Prodigy is a new tool for radically efficient machine teaching. It addresses the big remaining problem: annotation and training.
Prodigy is not free, but you can submit a request for a research license here.
Greek language and Prodigy
Unfortunately, for Greek language there were available datasets only for POS and DEP tagger but not for NER. So, we had to create the data ourselves.
Prodigy helped a lot in this direction. The final data for NER can be found here.
Get info about your dataset(s)
python3 -m prodigy stats ner_train -l
Drop a dataset
python3 -m prodigy drop ner_dev
python3 -m prodigy dataset ner python3 -m prodigy db-in ner ner.jsonl python3 -m prodigy ner.batch-train ner el_core_web_sm --output models/ner/ --label "ORG, PRODUCT, LOC, GPE, EVENT, PERSON" --no-missing --dropout 0.2 --n-iter 15
Retrain NER from scratch
Firstly, you will need to annotate manually the dataset.

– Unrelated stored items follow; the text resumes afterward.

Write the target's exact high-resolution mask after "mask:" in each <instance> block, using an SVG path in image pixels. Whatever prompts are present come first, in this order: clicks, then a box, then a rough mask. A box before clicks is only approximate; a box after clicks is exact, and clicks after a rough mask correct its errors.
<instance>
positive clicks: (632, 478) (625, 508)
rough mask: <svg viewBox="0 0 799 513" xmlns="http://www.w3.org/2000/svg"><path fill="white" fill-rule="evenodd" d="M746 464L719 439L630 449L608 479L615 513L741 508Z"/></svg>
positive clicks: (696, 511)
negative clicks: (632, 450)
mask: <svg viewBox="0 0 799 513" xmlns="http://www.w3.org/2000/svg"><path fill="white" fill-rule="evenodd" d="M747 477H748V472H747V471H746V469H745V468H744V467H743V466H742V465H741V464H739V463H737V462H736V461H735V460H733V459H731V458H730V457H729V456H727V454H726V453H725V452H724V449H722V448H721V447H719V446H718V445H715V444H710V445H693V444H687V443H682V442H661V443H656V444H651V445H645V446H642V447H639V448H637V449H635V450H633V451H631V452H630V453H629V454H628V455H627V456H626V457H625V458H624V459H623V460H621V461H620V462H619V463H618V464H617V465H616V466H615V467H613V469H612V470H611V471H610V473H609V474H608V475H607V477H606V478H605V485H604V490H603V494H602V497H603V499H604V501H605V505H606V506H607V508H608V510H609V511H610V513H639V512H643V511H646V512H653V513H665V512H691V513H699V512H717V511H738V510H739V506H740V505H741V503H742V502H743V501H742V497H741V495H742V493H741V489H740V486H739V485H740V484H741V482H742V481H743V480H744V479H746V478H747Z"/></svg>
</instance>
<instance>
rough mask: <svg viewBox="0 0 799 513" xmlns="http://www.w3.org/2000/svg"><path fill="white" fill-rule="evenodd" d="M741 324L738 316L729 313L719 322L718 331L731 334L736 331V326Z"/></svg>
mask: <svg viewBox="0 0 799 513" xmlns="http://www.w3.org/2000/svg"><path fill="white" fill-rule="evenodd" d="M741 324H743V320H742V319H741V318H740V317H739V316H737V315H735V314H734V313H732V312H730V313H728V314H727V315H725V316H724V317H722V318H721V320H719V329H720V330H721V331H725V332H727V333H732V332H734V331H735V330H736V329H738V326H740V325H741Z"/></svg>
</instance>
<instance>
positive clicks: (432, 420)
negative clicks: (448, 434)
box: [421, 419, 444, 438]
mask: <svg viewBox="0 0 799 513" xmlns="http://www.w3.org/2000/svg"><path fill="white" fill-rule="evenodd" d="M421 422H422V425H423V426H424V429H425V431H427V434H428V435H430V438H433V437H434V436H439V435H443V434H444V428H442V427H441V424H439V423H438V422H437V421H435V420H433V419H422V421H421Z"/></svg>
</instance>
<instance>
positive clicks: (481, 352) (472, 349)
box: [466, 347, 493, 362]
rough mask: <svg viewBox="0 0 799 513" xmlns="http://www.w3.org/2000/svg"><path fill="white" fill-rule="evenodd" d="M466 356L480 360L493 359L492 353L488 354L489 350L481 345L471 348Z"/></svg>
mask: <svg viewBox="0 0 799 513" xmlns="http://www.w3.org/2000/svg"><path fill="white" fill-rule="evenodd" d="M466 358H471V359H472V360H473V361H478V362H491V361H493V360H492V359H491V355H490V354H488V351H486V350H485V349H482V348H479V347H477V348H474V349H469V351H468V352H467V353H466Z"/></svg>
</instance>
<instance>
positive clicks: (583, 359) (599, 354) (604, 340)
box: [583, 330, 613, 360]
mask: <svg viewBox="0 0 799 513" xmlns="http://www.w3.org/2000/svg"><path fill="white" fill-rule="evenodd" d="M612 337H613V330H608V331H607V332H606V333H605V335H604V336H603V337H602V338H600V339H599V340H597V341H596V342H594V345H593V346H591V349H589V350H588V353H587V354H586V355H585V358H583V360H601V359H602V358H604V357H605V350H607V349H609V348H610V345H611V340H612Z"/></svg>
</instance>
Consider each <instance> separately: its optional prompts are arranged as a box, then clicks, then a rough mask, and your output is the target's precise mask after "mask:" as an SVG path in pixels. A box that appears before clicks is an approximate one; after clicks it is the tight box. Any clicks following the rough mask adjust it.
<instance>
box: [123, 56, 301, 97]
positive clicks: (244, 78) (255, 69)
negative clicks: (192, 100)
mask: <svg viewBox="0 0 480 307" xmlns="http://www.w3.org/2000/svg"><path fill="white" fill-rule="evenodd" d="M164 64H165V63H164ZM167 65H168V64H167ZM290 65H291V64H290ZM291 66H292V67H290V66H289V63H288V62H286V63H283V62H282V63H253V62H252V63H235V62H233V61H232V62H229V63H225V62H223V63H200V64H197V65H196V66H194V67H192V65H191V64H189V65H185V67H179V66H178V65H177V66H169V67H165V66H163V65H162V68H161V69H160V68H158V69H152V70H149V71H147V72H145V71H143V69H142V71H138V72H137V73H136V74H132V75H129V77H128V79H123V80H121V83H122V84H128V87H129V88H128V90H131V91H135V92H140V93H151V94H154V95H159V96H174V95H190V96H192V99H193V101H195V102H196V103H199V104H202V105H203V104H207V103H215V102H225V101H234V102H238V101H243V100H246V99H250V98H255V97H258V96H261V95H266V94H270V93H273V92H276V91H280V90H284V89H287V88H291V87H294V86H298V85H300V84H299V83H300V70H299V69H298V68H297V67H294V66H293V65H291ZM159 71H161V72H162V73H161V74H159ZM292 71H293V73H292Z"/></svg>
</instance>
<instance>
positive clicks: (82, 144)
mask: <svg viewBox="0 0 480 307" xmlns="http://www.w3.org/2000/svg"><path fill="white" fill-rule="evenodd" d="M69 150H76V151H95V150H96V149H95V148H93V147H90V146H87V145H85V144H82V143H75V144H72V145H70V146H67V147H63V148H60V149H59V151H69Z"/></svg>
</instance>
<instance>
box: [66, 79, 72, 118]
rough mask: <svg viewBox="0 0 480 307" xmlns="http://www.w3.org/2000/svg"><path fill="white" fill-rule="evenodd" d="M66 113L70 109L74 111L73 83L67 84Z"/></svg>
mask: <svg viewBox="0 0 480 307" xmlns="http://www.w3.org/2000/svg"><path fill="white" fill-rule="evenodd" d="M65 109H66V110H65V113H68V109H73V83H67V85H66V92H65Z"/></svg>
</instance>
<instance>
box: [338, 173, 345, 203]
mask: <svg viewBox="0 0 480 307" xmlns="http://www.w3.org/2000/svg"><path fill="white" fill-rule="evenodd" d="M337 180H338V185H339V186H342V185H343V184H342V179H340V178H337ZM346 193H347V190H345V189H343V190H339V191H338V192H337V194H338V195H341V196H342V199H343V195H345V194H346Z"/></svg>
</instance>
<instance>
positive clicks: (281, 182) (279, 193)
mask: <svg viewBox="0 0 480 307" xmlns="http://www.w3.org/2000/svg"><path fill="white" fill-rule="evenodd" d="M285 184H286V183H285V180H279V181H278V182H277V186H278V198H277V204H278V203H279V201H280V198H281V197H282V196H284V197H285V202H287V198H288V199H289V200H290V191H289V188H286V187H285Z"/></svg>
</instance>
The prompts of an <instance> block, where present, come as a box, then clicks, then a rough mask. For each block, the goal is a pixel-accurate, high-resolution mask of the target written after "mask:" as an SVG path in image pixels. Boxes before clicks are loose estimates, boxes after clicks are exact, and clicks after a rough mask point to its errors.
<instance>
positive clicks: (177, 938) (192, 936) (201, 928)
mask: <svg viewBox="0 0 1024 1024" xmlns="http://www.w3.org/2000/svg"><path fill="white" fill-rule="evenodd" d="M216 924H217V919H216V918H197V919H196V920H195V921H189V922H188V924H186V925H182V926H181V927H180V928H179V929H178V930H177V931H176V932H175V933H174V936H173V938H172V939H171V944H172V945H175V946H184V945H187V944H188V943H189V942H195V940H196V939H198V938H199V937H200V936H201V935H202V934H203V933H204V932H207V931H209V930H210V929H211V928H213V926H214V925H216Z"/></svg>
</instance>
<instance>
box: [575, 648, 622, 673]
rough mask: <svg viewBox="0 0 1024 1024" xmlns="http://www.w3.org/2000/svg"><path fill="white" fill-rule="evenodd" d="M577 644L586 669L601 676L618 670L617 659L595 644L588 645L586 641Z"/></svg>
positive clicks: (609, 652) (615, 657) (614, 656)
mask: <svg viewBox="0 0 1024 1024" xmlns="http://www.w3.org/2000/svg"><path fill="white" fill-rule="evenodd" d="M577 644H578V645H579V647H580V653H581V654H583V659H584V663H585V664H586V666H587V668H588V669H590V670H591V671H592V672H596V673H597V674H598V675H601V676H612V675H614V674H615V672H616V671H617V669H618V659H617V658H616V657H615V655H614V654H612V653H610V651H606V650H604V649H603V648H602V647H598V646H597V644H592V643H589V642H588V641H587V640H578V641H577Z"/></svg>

python3 -m prodigy ner.manual ner_train el_core_web_sm path_to_data --label "ORG, PRODUCT, PERSON, LOC, GPE, EVENT"
After a significant amount of annotations, you can start using model predictions to accelerate the annotation procedure.
python3 -m prodigy ner.make-gold ner_train el_core_web_sm path_to_data
When the performance of your model is good enough, you can use another recipe, ner.teach, to accelerate even more the annotation procedure:
python3 -m prodigy ner.teach ner_train el_core_web_sm path_to_data --label "ORG, PRODUCT, PERSON, LOC, GPE, EVENT"
python3 -m prodigy ner.batch-train ner_train el_core_web_sm --output models/small_with_entities --n-iter 20 --eval-split 0.2 --dropout 0.2
Note: If you haven't used ner.make-gold, you can use --no-missing optional argument for better performance.